Comments 11 comments

  • In my previous comment, I forgot telling that the bug doesn’t affect the graphic drawings like making a circle, etc …

    It is then useless to set the second parameter to 1 in the Philips lcd.init sequence.

  • It seems there is a little bug in the ColorLCDShield.cpp Library file. If you have a PHILIPS driver and if you don’t remove those 2 lines : “fColor = swapColors(fColor); bColor = swapColors(bColor);” you will get red & blue colors inverted when printing characters on the screen. Have fun with that tool !!!

  • How much milli amps the lcd is asking for ?

  • I have some spare LCD’s from Old Nokia devices. I was wondering if you carried the board by itself so I can reuse my LCDs without the waste and the extra bucks?
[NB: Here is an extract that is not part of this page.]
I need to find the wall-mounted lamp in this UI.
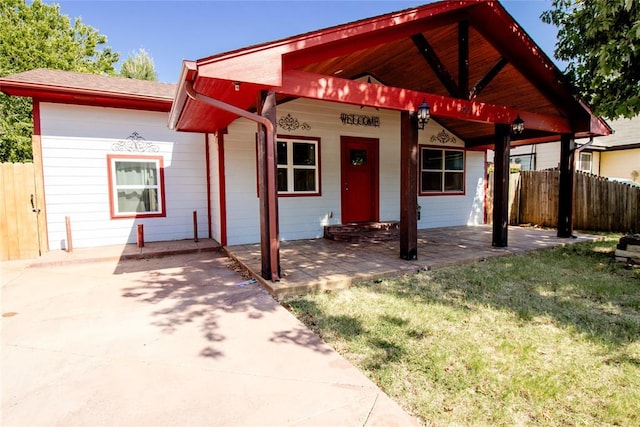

Thanks in advance!

  • Jim,

    Thank you for sharing….

    I too appear to have a similar odd duck (red tag, spazzed out screen using EPSON, works as a PHILLIPS)

    You saved me lots of time.

    Thank you again!

  • I’ve run into an interesting situation here.

    I recently purchased a color LCD shield and attempted to use it with the various sample sketches.

    The LCD was covered with a plastic coversheet with a red tab, which wold indicate the “Epson” driver.

    I am using a Rev 3 Arduino UNO (Genuine Arduino), and the 1.0 series libraries.

    The odd behavior I noted is as follows:

    1. If run as an Epson device, any attempt to display any kind of image at all results in a display showing what appears to be random, multi-colored snow.

    2. If I change the script to the “Phillips” device, the display shows a valid image instead of snow - however the colors are inverted as if it’s really an Epson device.

    Has anyone else noticed this? Are there any known solutions?

    Thanks!

    Jim (JR)

  • Hi will this work with the Arduino Ethernet Shield ?

  • Has anyone noticed that RED is BLUE?

    Maybe cuz I’m using the PHILLIPS lcd shield. Can the library be updated?

    I suppose I could just lookup the hexadecimal code. I’m just lazy right now. I’m going to enjoy playing with this. :)

    • I have a PHILLIPS too, we need to use BGR instead of RGB. A macro that swaps the first and last byte will make these colors right (someone help me with this forums code formatting and I’ll post the macro here).

  • About a year ago I was given a Freaklabs Freakduino as my badge for a competition. I was also given a Sparkfun Color LCD Shield to play with later. I only just go around to soldering the pins on the shield yesterday. Tonight I decided to give it a try. Well the protective tab on my LCD is Green not red or blue. Turns out my shield works with the Epson drivers which were already configured by default.

    The Freakduino has a built in 802.15.4 (Xbee/Zigbee) radio chipset which also uses the SPI bus. Luckily the CS pin for this display is 9 (although that collides with the aux LED) and the CS pin for the radio chip is pin 3 so I can use both on the bus without resorting to using my Go-between shield. The downside is that one of the LCD shield’s buttons is also on pin 3 so that won’t be available if I’m using the radio unless I use my Go-between shield to remap the button to another pin.

    I haven’t actually tested the radio and the LCD at the same time yet but I’ll post a follow up once I have a definitive success or failure. Short of that I’ve successfully run the Sparkfun logo example and a bunch of Peter Davenport’s examples including the Arduino O-scope which is pretty sweet.

  • Hi Jimbo,

    Very neat and clear tutorial. However how do I put a bitmap image on the LCD? I have searched all over but there is no library or sketch which explains it out.

    Any help in this regard will be much appreciated.